Factors for Undergraduate Students to Consider
Congratulations! You've successfully defended your thesis/project. Most departments encourage – and some require – you to submit it to the U of A's open access digital repository ScholarWorks@UARK. For information about the submission process, see these guidelines. Be aware that this repository will make your work directly available to anyone, anywhere with an internet connection unless you apply an embargo.
Whereas an embargo limits discoverability and accessibility, it also safeguards research and creative work which you are not yet ready to release to the public. Should you apply an embargo? If so, how long should it last? One year? Three years? Indefinitely?

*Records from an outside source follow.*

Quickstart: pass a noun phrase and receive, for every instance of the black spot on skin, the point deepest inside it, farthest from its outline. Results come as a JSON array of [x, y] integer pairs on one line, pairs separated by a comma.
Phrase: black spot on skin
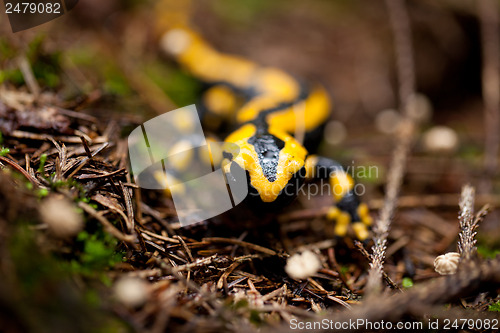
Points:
[[268, 148]]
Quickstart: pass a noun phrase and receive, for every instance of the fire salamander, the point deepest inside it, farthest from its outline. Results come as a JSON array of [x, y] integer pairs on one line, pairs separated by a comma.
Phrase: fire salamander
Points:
[[276, 163]]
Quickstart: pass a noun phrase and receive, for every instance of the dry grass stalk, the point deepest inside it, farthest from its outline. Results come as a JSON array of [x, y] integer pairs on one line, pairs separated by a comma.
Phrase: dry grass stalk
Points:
[[468, 223], [405, 68]]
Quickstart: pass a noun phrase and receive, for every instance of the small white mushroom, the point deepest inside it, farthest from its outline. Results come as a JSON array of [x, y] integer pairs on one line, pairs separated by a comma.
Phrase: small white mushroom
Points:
[[447, 263], [175, 41], [132, 292], [420, 108], [61, 217], [440, 139], [302, 266]]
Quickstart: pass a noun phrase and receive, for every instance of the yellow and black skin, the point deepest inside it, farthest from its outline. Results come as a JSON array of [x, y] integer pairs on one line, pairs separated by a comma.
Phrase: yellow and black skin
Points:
[[274, 102]]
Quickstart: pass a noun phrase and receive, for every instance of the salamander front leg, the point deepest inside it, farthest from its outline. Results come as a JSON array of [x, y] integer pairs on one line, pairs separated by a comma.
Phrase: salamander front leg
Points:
[[348, 210]]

Consider the following factors.
Patents: Do you, your advisor, or any other member of your research team intend to apply for a patent based on your research?
If you answer "yes," ask your advisor if releasing your thesis/project in ScholarWorks@UARK would count as public disclosure, which would impede the patent application.
Research Funding: Has your research been funded, either directly or indirectly, by a government agency, a funding organization, or a corporation?
If you answer "yes," consult your advisor and check the terms of the grant for restrictions or obligations regarding research outputs (e.g., public access requirements, nondisclosure agreements, proprietary data).
Future Publications: When you sign the ScholarWorks@UARK agreement, you retain copyright as well as the right to use your thesis/project for professional purposes and in future publications. That is, you grant ProQuest nonexclusive permission to publicly host your work.
Journal articles: Will journals in your discipline publish an article based on a publicly available thesis/project? If so, an embargo may not be necessary. However, in a footnote or in the acknowledgments section of an article, you will need to mention that it originated from your thesis/project.
If journals will not accept an article based on a publicly available thesis/project, you should consider an embargo. Consult your advisor.
Your Discipline: If you're in the arts, you may not want to make your drawings, stories, architectural designs, musical compositions, documentary videos, or dramatic scripts openly available until you've had an opportunity to capitalize on them yourself. Also, the humanities, social sciences, and sciences have differing expectations regarding a thesis/project as a source of publications. Consult your advisor about the options for publishing your work and the desirability of an embargo.